Everywhere God hid – mountains, oceans, stars, streams, books, paintings, culture, music and magistrates – man found Him. God succeeded only when an angel suggested, “Hide in the human heart; man will never look for You there.”
Then there is Dorothy, who needed only to search her heart and click together the heels of the shoes she was already wearing to find her way home.
And there is the wandering drunk who stumbled upon a riverside revival. He was grabbed and dunked. The third time the unwitting sot was pulled up out of the baptismal waters, the thundering preacher once again demanded, “Have you found Jesus?” The soaked and stammering man gasped, coughed and sputtered, “I-I-I didn’t know I was supposed to be looking for him!”
So, three quick lessons. 1. God is always right here. 2. Home is where our heart is. And 3, the most underrated belief is to simply believe we’re supposed to look for Jesus.
Christmas is a great time to look for Jesus – the person of Christ, the Son of God, the unique and holy Word of God, the salvation of mankind ... the voice crying in the wilderness.

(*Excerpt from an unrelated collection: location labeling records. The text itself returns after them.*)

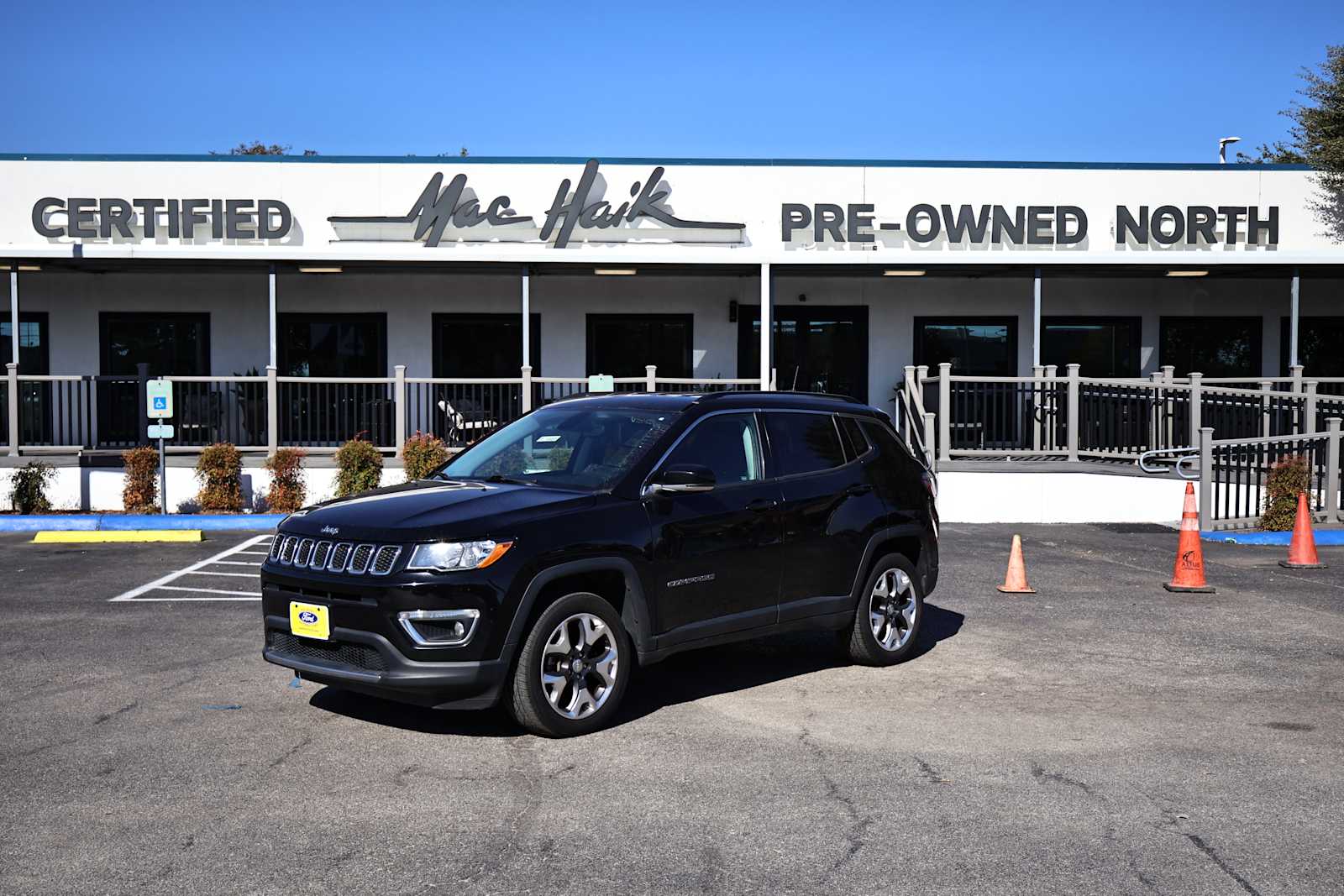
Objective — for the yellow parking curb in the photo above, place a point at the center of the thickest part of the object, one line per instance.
(49, 537)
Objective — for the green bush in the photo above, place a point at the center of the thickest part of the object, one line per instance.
(219, 469)
(29, 488)
(288, 490)
(140, 493)
(1287, 479)
(360, 466)
(423, 454)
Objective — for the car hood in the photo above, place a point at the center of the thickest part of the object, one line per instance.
(433, 510)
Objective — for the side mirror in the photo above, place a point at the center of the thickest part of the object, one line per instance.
(680, 479)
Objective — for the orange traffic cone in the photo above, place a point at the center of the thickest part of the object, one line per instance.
(1189, 557)
(1301, 550)
(1015, 582)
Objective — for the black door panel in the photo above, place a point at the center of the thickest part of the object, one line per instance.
(717, 560)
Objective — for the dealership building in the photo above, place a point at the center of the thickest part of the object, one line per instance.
(299, 300)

Jesus is especially easy to see this time of year. What does one think all the lights are for?
Notice loving people doing loving things for other people – buying gifts, preparing meals, decorating their homes, being hospitable. That’s the servant heart of the Lord Christ in action.
Yet we also notice the immense efforts of those trying to hide God, cloak Christ and make Christmas about worldly desires. That’s the wicked heart of Satan, the lord of the earth who exalts man over a God who Satan prefers people don’t seek.

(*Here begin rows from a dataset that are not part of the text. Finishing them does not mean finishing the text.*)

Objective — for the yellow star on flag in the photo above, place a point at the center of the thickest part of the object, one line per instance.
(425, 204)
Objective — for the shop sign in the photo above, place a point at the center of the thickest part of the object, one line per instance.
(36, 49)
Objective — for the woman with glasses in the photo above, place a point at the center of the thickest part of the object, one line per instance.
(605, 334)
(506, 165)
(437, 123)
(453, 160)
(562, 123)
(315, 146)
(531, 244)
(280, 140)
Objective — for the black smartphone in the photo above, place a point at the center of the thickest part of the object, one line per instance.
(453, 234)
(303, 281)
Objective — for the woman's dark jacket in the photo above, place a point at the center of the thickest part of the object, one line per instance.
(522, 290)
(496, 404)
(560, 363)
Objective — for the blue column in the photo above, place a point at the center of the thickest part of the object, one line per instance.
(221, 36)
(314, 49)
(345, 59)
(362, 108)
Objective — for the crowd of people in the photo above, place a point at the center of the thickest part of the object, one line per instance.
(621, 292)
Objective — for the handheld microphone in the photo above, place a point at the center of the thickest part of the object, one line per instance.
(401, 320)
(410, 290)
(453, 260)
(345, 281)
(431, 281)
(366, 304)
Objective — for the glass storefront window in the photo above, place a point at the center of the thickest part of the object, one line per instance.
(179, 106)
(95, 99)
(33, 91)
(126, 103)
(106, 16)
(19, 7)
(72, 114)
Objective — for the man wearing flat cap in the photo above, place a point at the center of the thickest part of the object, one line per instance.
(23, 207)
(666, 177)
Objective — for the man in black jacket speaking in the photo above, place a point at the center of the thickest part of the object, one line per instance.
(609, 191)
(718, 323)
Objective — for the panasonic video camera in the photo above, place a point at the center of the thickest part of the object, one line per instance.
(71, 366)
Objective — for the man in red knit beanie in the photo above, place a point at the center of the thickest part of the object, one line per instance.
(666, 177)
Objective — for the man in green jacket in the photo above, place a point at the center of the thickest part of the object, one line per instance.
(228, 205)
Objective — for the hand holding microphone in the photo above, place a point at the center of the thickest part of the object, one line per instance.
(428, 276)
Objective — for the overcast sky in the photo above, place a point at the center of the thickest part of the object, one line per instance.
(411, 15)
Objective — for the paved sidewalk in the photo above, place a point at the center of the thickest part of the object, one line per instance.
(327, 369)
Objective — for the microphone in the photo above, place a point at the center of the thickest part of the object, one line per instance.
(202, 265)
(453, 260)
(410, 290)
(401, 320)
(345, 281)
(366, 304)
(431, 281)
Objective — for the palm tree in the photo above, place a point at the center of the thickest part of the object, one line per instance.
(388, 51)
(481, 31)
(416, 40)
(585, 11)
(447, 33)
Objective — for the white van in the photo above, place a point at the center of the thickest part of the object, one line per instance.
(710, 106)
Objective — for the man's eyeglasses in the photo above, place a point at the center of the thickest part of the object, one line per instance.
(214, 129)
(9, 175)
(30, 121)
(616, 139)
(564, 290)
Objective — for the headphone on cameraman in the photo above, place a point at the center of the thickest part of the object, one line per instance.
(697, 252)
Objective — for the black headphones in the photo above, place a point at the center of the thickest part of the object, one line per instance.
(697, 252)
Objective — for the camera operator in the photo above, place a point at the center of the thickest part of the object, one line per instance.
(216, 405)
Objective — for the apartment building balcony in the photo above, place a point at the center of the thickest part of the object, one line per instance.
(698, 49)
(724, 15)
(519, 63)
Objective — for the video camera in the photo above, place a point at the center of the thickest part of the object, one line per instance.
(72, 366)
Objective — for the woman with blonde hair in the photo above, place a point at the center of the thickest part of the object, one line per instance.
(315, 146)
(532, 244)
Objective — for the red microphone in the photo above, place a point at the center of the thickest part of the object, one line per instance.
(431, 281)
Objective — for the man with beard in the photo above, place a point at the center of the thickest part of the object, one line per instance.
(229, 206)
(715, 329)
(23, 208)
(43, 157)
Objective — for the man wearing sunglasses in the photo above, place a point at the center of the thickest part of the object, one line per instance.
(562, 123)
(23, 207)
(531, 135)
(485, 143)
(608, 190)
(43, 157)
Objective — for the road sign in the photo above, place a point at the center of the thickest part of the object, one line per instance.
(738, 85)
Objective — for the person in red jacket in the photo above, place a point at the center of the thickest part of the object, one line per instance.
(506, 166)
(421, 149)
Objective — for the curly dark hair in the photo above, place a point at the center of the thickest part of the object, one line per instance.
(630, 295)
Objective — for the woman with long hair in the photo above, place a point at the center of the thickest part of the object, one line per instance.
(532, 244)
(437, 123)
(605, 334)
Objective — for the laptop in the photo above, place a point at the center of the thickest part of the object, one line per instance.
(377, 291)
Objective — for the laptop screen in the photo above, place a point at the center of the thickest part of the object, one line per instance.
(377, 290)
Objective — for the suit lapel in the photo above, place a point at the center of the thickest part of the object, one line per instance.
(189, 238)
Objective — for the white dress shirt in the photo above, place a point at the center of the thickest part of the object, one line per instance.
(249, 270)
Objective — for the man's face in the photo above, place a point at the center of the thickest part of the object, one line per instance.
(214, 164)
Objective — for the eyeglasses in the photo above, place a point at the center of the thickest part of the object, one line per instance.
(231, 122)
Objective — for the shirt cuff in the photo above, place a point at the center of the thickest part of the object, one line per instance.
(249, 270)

At His earthly arrival, Christ wasn’t the powerful conquering warrior for whom the Jewish Nation awaited and prayed. Jesus was a helpless, humble baby born away in a manger to the frightened teenager Mary whose immaculate heart led her to obey God regardless of legitimate earthly peril.
And so Jesus came gently, I like to think, into that still, silent, good night.
Satan vigorously seeks to remove all that gentility, love, servant, humility, salvation stuff from the Christmas story, but commerce and greed are no match for the glory of God in Christ.
So be strong. Seek Jesus, search your heart, and find Christmas.